Переговорил с отцом. Переговорил с каждым бухгалтером, которого знал,
и один из них заметил, что у Банка Калифорнии есть регистрация,
позволяющая ему действовать в трех западных штатах, включая штат
Орегон. Кроме того, у этого банка имелось отделение в Портленде. Я
поспешил туда, и действительно, они радушно приняли меня и
предоставили убежище от шторма. И небольшую кредитную линию.
И все же это было лишь краткосрочное решение. В конце концов, они
были банком, а банки, по определению, не расположены к риску. Несмотря
на объемы моих продаж, Банк Калифорнии вскоре с ужасом увидит мои
нулевые остатки денежных средств на счету. Мне надо было начать
готовиться к этому черному дню.
В мыслях я постоянно возвращался к той японской торговой компании.
«Ниссо». Глубоко ночью меня терзала мысль: «У них объем продаж
достигает 100 миллиардов долларов… и при этом они отчаянно стремятся
помочь мне. Почему?»
Для начала «Ниссо» проворачивала огромные объемы при низкой
марже чистой прибыли, и поэтому ей нравились перспективные компании
с большим потенциалом роста. Это о нас. Греби лопатами. В глазах
Уоллеса и «Первого национального» мы были миной замедленного
действия, для «Ниссо» — потенциальной золотой жилой.
Так что я опять туда пошел. Встретился с присланным из Японии
руководителем нового отдела по товарам общего назначения Томом
Сумераги. Выпускник Токийского университета, японского Гарварда,
Сумераги был поразительно похож на великого киноактера Тосиро
Мифунэ, который прославился исполнением роли Миямото Мусаси,
эпического
самурая-дуэлянта
и
автора
неподвластного
времени
руководства по военному ремеслу и воспитанию силы духа. « Книга пяти
колец». Сумераги был почти как две капли воды похож на актера, когда
держал во рту сигарету «Лаки страйк». А курил он их много. И в два раза
больше, когда пил. Однако в отличие от Хэйеса, который пил, потому что
ему нравилось, как выпивка действовала на него, Сумераги пил, потому
что ему было одиноко в Америке. Почти каждый вечер после работы он
направлялся в «Синий дом», японский бар-ресторан, и болтал там на своем
родном языке с мама-сан, что делало его еще более одиноким.
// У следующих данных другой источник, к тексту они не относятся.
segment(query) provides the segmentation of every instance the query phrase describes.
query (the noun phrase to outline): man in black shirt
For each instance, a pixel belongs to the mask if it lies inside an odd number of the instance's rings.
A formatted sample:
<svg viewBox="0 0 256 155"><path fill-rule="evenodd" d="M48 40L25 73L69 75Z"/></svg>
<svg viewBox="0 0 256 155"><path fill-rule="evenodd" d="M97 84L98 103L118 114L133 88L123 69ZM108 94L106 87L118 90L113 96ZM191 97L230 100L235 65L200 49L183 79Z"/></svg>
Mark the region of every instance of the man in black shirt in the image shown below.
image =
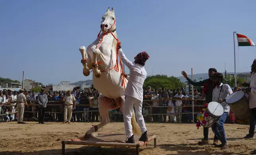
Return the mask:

Он сообщил мне, что «Ниссо» желает стать лицом, обладающим
правом удержания активов второй очереди после кредитовавшего меня
банка. Это, несомненно, утихомирило бы моих банкиров. Он также
предложил следующую информацию: «Ниссо» недавно направляла свою
делегацию в Кобе, чтобы изучить вопрос финансирования, связанного с
поставками нам обуви, а также убедить «Оницуку» согласиться на
проведение подобной сделки. Но «Оницука» вышвырнула делегацию
«Ниссо» взашей. Компания с активами в 25 миллионов долларов
вышвыривает за дверь представителей компании с активами в 100
миллиардов? «Ниссо» была смущена и рассержена. «Мы можем
представить вас многим производителям качественной спортивной обуви
в Японии», — сказал Сумераги с улыбкой.
Я задумался. Я все еще лелеял надежду, что «Оницука» образумится. И
меня тревожил пункт в нашем письменном соглашении, запрещавший мне
импортировать легкоатлетическую обувь других брендов. «Возможно,
попозже», — сказал я. Сумераги кивнул: «Всему свое время».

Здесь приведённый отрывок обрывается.